As provas digitais podem ser obtidas por diversos meios, como perícias, interceptações, quebras de sigilo, requisições, entre outros. No entanto, elas devem observar os requisitos legais de licitude, pertinência, relevância e suficiência para serem admitidas e valoradas no processo judicial. Além disso, elas devem respeitar os direitos fundamentais dos cidadãos envolvidos nos processos judiciais, como a privacidade e a proteção de dados pessoais.

São várias as possibilidades de uso da tecnologia para obter ou avaliar provas digitais no processo judicial, uma delas é a geolocalização para verificar o paradeiro ou o trajeto de uma pessoa ou objeto em determinado momento ou período. A geolocalização é um recurso que permite identificar e localizar a posição geográfica de pessoas ou objetos por meio de coordenadas via satélite emitidas por sinais de internet ou radiofrequência. A geolocalização pode ser utilizada para comprovar aspectos relacionados à jornada de trabalho, à localização do crime, à participação em eventos, entre outros.

Ressalte-se que o uso da geolocalização como prova digital no processo judicial é uma questão polêmica e delicada, pois envolve o equilíbrio entre o direito à prova e o direito à privacidade. Por um lado, a geolocalização pode ser um meio eficaz e preciso para demonstrar a veracidade ou a falsidade das alegações das partes envolvidas no processo. Por outro lado, a geolocalização pode violar o direito à intimidade, à vida privada e à inviolabilidade do domicílio das pessoas que são monitoradas ou rastreadas.

Por isso, é preciso que haja uma regulamentação jurídica específica sobre o uso da geolocalização como prova digital no processo judicial, que defina os requisitos, as condições e os limites para a sua obtenção e utilização. Essa regulamentação deve garantir que a geolocalização seja usada apenas para fins legítimos, proporcionais e necessários, e que seja autorizada pelo juiz competente, mediante fundamentação e motivação. Além disso, deve assegurar que a geolocalização seja realizada com o conhecimento e o consentimento das pessoas envolvidas, salvo em casos excepcionais previstos em lei.
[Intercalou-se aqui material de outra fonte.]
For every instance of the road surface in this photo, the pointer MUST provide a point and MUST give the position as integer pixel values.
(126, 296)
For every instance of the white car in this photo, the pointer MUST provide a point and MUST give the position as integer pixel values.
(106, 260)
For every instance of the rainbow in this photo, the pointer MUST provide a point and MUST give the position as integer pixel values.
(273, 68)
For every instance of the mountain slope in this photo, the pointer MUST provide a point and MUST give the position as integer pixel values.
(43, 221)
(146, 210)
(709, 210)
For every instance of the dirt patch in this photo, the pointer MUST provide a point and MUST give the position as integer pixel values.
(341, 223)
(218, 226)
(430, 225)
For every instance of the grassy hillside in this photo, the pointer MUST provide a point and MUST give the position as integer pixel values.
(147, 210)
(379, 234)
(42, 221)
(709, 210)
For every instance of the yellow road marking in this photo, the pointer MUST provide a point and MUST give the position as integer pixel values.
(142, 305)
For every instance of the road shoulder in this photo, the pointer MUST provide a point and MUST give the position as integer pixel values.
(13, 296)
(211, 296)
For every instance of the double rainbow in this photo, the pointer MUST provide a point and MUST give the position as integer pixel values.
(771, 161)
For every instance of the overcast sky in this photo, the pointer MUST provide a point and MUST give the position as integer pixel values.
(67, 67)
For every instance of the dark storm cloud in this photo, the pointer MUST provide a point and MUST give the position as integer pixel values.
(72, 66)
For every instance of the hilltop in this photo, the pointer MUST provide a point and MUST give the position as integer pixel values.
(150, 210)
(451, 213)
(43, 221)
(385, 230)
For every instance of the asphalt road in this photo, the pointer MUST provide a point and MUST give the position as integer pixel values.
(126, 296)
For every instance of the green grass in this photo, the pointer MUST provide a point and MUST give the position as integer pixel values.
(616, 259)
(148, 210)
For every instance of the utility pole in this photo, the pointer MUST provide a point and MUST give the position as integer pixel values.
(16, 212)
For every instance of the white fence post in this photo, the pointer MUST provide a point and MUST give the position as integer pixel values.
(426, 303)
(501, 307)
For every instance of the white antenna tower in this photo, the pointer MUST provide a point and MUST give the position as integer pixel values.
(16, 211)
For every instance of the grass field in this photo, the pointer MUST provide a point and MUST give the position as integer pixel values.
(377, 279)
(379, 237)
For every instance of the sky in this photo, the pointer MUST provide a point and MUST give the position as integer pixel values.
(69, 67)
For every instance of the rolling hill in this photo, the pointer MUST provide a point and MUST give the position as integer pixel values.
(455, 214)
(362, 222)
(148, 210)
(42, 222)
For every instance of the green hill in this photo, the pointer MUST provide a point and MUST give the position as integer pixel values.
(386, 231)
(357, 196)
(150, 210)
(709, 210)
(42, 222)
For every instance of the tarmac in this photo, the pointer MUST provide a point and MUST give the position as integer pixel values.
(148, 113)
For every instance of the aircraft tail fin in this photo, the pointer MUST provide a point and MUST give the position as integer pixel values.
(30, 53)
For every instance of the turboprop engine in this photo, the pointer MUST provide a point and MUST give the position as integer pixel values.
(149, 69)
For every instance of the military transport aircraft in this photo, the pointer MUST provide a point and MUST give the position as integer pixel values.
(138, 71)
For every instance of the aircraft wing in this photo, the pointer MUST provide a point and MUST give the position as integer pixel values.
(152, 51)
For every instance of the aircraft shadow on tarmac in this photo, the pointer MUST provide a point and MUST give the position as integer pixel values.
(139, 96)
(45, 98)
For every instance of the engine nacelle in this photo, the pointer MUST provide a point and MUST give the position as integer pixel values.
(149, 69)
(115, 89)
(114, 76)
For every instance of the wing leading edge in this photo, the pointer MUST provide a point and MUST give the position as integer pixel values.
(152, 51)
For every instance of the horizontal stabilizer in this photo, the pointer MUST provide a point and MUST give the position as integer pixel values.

Há ainda o uso da biometria para reconhecer ou identificar uma pessoa por meio das suas características físicas ou comportamentais únicas. A biometria é um recurso que permite verificar ou confirmar a identidade de uma pessoa por meio de dados biométricos, como impressão digital, íris, voz, face, entre outros. A biometria pode ser utilizada para comprovar aspectos relacionados à autoria ou à participação em um ato ilícito, à veracidade ou à falsidade de documentos, à identificação civil ou criminal, entre outros.

Por fim, pode-se lançar mão da análise de dados para extrair ou inferir informações relevantes a partir de grandes volumes de dados estruturados ou não estruturados. A análise de dados é um recurso que permite descobrir padrões, tendências, correlações ou anomalias nos dados por meio de técnicas estatísticas, matemáticas ou computacionais. A análise de dados pode ser utilizada para comprovar aspectos relacionados à materialidade ou à autoria de um fato ilícito, à probabilidade ou à previsibilidade de um evento futuro, à existência ou à extensão de um dano moral ou material, entre outros.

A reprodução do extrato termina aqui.